Cela signifierait que l’utilisateur aurait préalablement formaté son matériel, et qu’identifié par l’appareil, il aurait automatiquement accès, ou non, aux sites pour adultes. En défendant une vérification hors du réseau Internet, Pornhub avance une solution plus respectueuse de la vie privée de ses utilisateurs. Mais ne nous y trompons pas : la mise en place de ce dispositif constituerait surtout un moindre mal pour la plateforme. Elle perdrait ses utilisateurs mineurs, un certain nombre de majeurs – refroidis par l’idée d’avoir préalablement fourni des informations personnelles – mais elle limiterait les pertes, puisque ces derniers seraient probablement moins nombreux à y renoncer qu’en les renseignant sur son site.
Pornhub, de fait, a indiqué que des fuites de données s’y « produis[ai]ent quotidiennement ». Que vaut cet argument ?
On peut là encore interroger cet argument. S’il aurait sans doute été valable il y a une dizaine d’années, aujourd’hui des moyens de vérifier l’âge des internautes tout en sécurisant leurs données existent. La question de la fuite d’informations personnelles apparaît donc, surtout, comme un écran de fumée…
Quelle issue présagez-vous quant à l’opération que mène en ce moment Pornhub, en France ?

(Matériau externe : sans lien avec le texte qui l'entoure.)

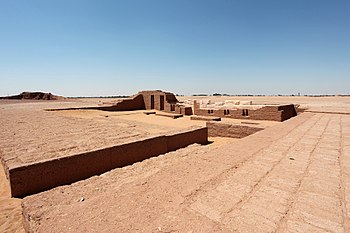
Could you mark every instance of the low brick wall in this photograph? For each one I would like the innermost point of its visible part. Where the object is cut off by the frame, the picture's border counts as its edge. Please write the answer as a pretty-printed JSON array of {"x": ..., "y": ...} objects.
[
  {"x": 36, "y": 177},
  {"x": 205, "y": 118},
  {"x": 218, "y": 129}
]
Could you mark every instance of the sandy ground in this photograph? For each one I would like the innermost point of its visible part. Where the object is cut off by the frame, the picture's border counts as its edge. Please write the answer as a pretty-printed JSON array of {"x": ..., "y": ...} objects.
[
  {"x": 153, "y": 210},
  {"x": 294, "y": 179}
]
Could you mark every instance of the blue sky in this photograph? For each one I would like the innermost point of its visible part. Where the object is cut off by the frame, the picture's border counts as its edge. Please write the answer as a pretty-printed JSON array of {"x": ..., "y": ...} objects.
[{"x": 100, "y": 47}]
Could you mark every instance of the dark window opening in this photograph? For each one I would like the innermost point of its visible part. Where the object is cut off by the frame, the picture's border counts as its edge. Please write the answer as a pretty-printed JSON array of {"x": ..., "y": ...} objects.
[
  {"x": 161, "y": 107},
  {"x": 152, "y": 101}
]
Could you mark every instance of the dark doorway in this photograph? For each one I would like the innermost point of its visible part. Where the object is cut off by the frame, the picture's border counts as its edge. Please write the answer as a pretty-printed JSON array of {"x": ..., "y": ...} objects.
[
  {"x": 161, "y": 102},
  {"x": 152, "y": 101}
]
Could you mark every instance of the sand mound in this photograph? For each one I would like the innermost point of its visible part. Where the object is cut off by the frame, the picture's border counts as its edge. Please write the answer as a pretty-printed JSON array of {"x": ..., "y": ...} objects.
[{"x": 34, "y": 96}]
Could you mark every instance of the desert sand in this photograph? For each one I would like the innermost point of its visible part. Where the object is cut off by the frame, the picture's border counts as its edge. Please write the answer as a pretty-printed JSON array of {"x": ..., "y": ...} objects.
[{"x": 291, "y": 177}]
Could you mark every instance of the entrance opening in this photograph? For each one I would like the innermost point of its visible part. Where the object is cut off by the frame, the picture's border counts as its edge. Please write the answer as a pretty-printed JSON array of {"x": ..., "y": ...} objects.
[
  {"x": 152, "y": 101},
  {"x": 161, "y": 102}
]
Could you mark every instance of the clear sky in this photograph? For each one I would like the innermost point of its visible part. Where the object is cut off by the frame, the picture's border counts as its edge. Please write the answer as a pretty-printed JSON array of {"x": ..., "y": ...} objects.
[{"x": 100, "y": 47}]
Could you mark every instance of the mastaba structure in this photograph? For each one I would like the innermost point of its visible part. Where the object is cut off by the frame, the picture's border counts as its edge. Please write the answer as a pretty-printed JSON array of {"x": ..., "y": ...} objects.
[{"x": 167, "y": 102}]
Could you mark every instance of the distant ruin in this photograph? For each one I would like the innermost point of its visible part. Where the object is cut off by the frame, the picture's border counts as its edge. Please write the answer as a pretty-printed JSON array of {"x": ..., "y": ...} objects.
[
  {"x": 167, "y": 102},
  {"x": 147, "y": 100},
  {"x": 34, "y": 96}
]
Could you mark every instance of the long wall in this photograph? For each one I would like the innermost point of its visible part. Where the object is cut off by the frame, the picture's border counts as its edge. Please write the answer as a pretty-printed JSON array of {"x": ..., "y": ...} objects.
[
  {"x": 41, "y": 176},
  {"x": 272, "y": 113},
  {"x": 219, "y": 129}
]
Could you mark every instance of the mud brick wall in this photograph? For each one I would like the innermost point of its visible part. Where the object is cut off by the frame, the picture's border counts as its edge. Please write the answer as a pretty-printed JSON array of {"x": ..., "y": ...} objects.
[
  {"x": 135, "y": 103},
  {"x": 218, "y": 129},
  {"x": 44, "y": 175},
  {"x": 288, "y": 111},
  {"x": 271, "y": 113}
]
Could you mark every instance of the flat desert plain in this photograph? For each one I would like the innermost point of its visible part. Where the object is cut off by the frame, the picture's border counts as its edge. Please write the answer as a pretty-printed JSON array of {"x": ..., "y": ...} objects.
[{"x": 290, "y": 177}]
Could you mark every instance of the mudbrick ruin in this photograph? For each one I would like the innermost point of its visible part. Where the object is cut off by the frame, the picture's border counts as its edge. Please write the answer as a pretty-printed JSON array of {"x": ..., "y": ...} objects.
[{"x": 166, "y": 165}]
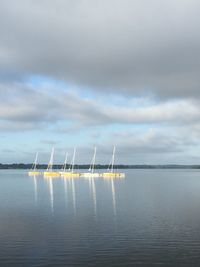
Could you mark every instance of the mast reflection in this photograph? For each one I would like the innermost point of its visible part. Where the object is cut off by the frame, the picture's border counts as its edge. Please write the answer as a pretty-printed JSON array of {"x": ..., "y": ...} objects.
[
  {"x": 35, "y": 190},
  {"x": 113, "y": 196},
  {"x": 50, "y": 182},
  {"x": 94, "y": 196},
  {"x": 73, "y": 195}
]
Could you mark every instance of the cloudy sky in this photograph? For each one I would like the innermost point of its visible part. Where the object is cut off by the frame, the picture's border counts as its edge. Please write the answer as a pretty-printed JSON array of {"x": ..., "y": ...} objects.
[{"x": 100, "y": 72}]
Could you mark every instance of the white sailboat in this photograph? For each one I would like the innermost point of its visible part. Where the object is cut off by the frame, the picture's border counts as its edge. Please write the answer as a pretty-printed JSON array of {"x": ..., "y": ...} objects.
[
  {"x": 70, "y": 172},
  {"x": 91, "y": 172},
  {"x": 34, "y": 170},
  {"x": 111, "y": 173},
  {"x": 63, "y": 169},
  {"x": 49, "y": 171}
]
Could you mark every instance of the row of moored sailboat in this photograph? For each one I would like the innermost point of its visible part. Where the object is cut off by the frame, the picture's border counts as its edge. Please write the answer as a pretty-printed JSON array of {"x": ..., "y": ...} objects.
[{"x": 70, "y": 172}]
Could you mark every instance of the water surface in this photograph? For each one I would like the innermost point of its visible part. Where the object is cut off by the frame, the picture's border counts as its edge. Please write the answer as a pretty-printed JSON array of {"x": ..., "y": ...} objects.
[{"x": 150, "y": 218}]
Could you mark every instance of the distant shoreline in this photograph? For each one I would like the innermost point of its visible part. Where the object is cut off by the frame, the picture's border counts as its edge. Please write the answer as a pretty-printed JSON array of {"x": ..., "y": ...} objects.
[{"x": 99, "y": 166}]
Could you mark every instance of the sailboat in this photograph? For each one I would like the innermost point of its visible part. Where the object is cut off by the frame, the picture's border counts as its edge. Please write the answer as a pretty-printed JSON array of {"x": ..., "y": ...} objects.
[
  {"x": 111, "y": 173},
  {"x": 70, "y": 172},
  {"x": 63, "y": 169},
  {"x": 34, "y": 170},
  {"x": 91, "y": 172},
  {"x": 49, "y": 171}
]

Si l’on se réfère au cas de l’État de la Louisiane, où l’entreprise avait momentanément mis en place une vérification de l’âge de ses utilisateurs, il est peu probable que Pornhub plie. Les effets sur ses chiffres de fréquentation avaient été catastrophiques, et avaient clairement démontré que ce dispositif n’était pas viable. Le plus probable est plutôt qu’elle encourage indirectement ses utilisateurs à utiliser un VPN [réseau privé virtuel permettant d’accéder à des contenus géo-restreints]. Une augmentation de plus de 1 000 % a déjà été enregistrée sur l’un d’eux, Proton VPN, depuis que la plateforme a bloqué son accès en France.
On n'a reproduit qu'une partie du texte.